Earth's magnetic field, predominantly dipolar at its surface, is distorted further out by the solar wind. This is a stream of charged particles leaving the Sun's corona and accelerating to a speed of 200 to 1000 kilometres per second. They carry with them a magnetic field, the interplanetary magnetic field (IMF).[24]
    The solar wind exerts a pressure, and if it could reach Earth's atmosphere it would erode it. However, it is kept away by the pressure of the Earth's magnetic field. The magnetopause, the area where the pressures balance, is the boundary of the magnetosphere. Despite its name, the magnetosphere is asymmetric, with the sunward side being about 10 Earth radii out but the other side stretching out in a magnetotail that extends beyond 200 Earth radii.[25] Sunward of the magnetopause is the bow shock, the area where the solar wind slows abruptly.


So the answer to your question is:


*

*So basically the charged particles are making up the solar wind, but the pressure of the solar wind is what is important, and that the magnetosphere counterbalances it so the atmosphere is not stripped away.

*It is the ozone layer that needs to be protected, to protect us from UV radiation.


Some of the charged particles do get into the magnetosphere. These spiral around field lines, bouncing back and forth between the poles several times per second. In addition, positive ions slowly drift westward and negative ions drift eastward, giving rise to a ring current.
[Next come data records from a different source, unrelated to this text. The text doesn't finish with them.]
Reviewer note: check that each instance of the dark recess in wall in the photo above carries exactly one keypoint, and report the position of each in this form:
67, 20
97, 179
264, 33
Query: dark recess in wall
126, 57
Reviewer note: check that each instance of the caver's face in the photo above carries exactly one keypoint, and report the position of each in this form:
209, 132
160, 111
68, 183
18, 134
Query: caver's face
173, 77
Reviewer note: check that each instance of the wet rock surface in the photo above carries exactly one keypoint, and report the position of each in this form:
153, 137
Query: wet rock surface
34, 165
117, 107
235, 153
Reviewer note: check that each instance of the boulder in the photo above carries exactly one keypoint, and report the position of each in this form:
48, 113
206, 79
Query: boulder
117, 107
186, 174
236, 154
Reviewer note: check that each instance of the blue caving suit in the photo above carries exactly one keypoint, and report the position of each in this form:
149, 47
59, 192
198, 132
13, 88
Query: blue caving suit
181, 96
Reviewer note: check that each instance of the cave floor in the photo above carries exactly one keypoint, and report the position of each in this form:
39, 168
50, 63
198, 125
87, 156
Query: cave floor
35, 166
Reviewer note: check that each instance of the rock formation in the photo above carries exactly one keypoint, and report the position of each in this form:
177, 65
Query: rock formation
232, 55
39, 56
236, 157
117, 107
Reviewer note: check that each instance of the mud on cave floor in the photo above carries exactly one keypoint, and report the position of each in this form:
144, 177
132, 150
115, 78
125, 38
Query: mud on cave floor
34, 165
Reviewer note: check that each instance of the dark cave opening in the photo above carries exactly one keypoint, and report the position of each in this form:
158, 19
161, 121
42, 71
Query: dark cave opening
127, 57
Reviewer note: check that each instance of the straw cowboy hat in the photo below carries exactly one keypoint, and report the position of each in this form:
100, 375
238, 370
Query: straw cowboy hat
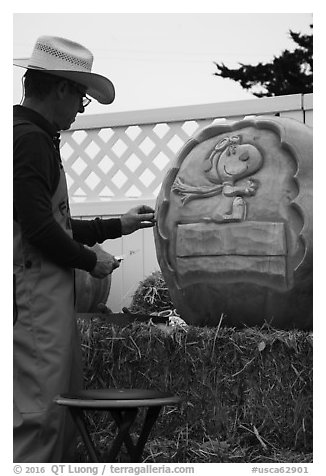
70, 60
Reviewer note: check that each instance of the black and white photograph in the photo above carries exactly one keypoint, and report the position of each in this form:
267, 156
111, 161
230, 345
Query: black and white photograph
162, 243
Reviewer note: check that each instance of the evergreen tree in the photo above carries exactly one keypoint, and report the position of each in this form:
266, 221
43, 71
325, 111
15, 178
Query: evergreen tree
290, 73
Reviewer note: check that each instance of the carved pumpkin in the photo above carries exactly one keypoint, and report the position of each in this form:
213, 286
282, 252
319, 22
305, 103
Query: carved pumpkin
234, 225
90, 292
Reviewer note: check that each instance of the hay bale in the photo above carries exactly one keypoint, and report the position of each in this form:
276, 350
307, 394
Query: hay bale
250, 389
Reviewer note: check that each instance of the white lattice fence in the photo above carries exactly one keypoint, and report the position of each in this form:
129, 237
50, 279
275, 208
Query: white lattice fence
122, 163
115, 161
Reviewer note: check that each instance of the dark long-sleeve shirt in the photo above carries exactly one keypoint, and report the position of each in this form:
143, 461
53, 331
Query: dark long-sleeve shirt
36, 172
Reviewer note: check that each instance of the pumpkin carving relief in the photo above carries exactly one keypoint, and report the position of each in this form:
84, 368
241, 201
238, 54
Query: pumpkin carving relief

The answer to your question is that most of the charged particles do get deflected.
After the comment, the question is more about the QM level explanation of how the pressure of the magnetosphere deflects the electrons, protons and alpha particles of the solar wind.
Now the magnetosphere has energy, and as the solar wind's particles reach the magnetosphere, the magnetic field of the Earth starts to interact with the solar wind's particles. This interaction is mediated by virtual photons.
Virtual photons are not real photons, they are off mass shell, though, they are a mathematical way of describing the interaction between the field and the solar wind's particles.
Now as the solar wind's particles interact with the magnetic field of the Earth, the magnetic field's energy is transferred to the solar wind's particles as kinetic energy and momentum, via virtual photons, thus the solar wind's particles trajectory, momentum changes so that they move away from the Earth.